Results: After FDR correction, the effect of immunophenotype on THCA was not statistically significant. It is worth mentioning, however, that there are some unadjusted low P-values phenotypes. The odds ratio (OR) of CD62L on monocyte on THCA risk was estimated to be 0.953 (95% CI=0.930~0.976, P=1.005×10⁻⁴),and which was estimated to be 0.975(95% CI=0.961–0.989, P=7.984×10⁻⁴) for Resting Treg%CD4 on THCA risk. Furthermore, THCA was associated with a reduced risk of 5 immunophenotype:CD25 on CD39+ CD4 on Treg (OR=0.871, 95% CI=0.812~0.935, P=1.274×10⁻⁴), activated Treg AC (OR=0.884, 95% CI=0.820~0.953, P=0.001), activated & resting Treg % CD4 Treg (OR=0.872, 95%CI=0.811~0.937,P=2.109×10⁻⁴),CD28- CD25++ CD8br AC(OR=0.867,95% CI=0.809~0.930,P=6.09×10⁻⁵),CD28-CD127-CD25++CD8brAC(OR=0.875,95%CI=0.814~0.942,P=3.619×10⁻⁴).THCA was associated with an increased risk of Secreting Treg % CD4 Treg (OR=1.143, 95% CI=1.064~1.229, P=2.779×10⁻⁴) and CD19 on IgD+ CD24+ (OR=1.118, 95% CI=1.041~1.120, P=0.002).

Conclusions: These findings suggest the causal associations between immune cells and THCA by genetic means. Our results may have the potential to provide guidance for future clinical research.

1 Introduction

Thyroid cancer (THCA) is the most common malignancy of the endocrine system. The incidence of THCA has been increasing over the past few decades (1). According to the GLOBOCAN 2020 Cancer Incidence and Mortality database of the World Health Organization’s International Agency for Research on Cancer, thyroid cancer ranks ninth in the global incidence of cancer (2, 3). Thyroid cancer has become the most common malignancy among adolescents and adults aged 16–33 years (4). Although most patients with THCA are cured by 131I or surgery, a small percentage die from metastasis or recurrence (5). One study showed that 28% of THCA patients relapsed and 9% of THCA patients died (6). Part of the reason is that in the process of tumor development, the interaction and collective action between the tumor and the surrounding immune microenvironment promote immune tolerance, and then develop into immune escape, resulting in the inability of the body to completely clear the tumor. In recent years, important progress has been made in the treatment of tumor immune-related regulation (7, 8). Studies have shown that, the immune system plays a key role in the occurrence and development of tumor. Tumor cells are recognized and eliminated by various immune cells in the body (9). Mantovani A et al. found that both innate and acquired immune responses can promote cancer initiation and tumor growth, or have anticancer effects (10). Previous studies have found that macrophage-targeted therapy can be used for invasive THCA, especially for THCA with high tumor-associated macrophage (TAM) content. Despite immunotherapy, including tumor vaccine therapy, immune checkpoints Inhibitor therapy, adoptive immune cell therapy, monoclonal antibody therapy and immunoregulatory cell targeting therapy have been widely used in the clinical treatment of thyroid cancer (8), but the correlation between immune cells and THCA has not been systematically studied.
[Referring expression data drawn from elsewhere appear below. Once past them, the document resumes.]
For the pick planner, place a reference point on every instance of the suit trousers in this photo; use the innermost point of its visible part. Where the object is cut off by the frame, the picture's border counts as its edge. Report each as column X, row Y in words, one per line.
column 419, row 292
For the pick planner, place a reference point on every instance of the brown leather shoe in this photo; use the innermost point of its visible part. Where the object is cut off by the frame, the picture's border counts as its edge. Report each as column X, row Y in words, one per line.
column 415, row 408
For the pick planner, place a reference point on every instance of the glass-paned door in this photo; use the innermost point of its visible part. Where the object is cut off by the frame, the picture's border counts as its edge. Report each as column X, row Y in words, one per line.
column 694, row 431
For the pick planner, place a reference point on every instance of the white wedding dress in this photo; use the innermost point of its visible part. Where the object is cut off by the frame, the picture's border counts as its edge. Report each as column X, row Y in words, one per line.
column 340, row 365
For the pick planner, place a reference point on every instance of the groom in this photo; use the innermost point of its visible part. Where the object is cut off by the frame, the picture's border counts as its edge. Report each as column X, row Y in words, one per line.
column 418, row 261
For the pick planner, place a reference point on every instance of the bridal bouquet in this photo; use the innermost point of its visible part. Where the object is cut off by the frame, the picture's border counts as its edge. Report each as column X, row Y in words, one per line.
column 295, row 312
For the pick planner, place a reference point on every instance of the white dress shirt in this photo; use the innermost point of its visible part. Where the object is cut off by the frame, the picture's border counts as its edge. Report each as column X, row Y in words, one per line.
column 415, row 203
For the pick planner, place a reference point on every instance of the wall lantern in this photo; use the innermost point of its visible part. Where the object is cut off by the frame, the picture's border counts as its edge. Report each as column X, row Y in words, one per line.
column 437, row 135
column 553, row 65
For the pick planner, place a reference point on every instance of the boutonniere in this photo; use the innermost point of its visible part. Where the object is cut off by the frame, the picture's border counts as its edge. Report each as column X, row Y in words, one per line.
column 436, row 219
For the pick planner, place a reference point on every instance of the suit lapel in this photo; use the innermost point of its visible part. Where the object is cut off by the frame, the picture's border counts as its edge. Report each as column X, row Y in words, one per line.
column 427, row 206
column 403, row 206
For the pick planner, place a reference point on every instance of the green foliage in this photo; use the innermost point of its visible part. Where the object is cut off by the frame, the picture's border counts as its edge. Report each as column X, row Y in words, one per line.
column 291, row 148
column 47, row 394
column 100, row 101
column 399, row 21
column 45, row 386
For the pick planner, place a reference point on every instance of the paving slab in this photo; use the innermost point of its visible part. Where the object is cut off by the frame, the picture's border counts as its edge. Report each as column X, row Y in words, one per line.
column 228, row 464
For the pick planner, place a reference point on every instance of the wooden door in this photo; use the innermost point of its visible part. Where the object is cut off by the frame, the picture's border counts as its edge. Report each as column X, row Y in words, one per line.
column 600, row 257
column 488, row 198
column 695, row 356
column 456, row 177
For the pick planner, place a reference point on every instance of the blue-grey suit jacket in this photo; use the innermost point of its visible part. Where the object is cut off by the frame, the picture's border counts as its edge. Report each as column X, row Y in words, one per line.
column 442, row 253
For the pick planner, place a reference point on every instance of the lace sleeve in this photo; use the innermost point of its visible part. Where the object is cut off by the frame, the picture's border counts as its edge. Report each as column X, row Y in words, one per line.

Recently, Mendelian randomization (MR) studies based on whole genome sequencing data have been an effective and powerful statistical method to uncover causality by using genetic variation as an instrumental variable (IVs) (11). MR analysis makes use of the fixed nature and heredity of genes, that is, when meiosis gametes are formed, alleles of parents are randomly assigned to offspring, and the relationship between genes and outcome is not interfered by common confounding factors such as postnatal environment, behavioral habits, and social economy, so the causal relationship derived from this is reasonable (12).

In this study, we performed a comprehensive two-sample MR analysis to determine the causal association between immunophenotypes and THCA.

2 Materials and methods

2.1 Study design

Through a two-sample MR Analysis, we analyzed the causal relationship between 731 immune cell characteristics (7 groups) and THCA. MR analysis uses genetic variation as a working variable to estimate the causal relationship between the exposure factor of interest and the outcome of concern. Therefore, the effective instrumental variables (IVs) in MR Analysis must satisfy three key assumptions:(1) The association hypothesis: genetic variation needs to have a strong correlation with exposure factors, and if weak IVs are used, the results are prone to bias; (2) Independence hypothesis: genetic variation cannot be associated with possible confounders; (3) Exclusivity hypothesis: genetic variation can only affect outcomes through exposure, but not through other factors. Data for analysis included in our study were obtained with the approval of the relevant institutional review boards, and study participants provided informed consent.

2.2 Data sources

The genetic variation of each immune trait was obtained from the GWAS catalog (registration numbers GCST0001391 to GCST0002121) (13), which is the largest GWAS published so far on peripheral blood immune phenotypes. The total of 731 immunophenotypes were divided into 7 groups, including B cell panel(n=190),cDC panel(n=64),Maturation stages of T cell panel(n=79),Monocyte panel(n=43),Myeloid cell panel(n=64),TBNK panel(n=124),and Treg panel(n=167).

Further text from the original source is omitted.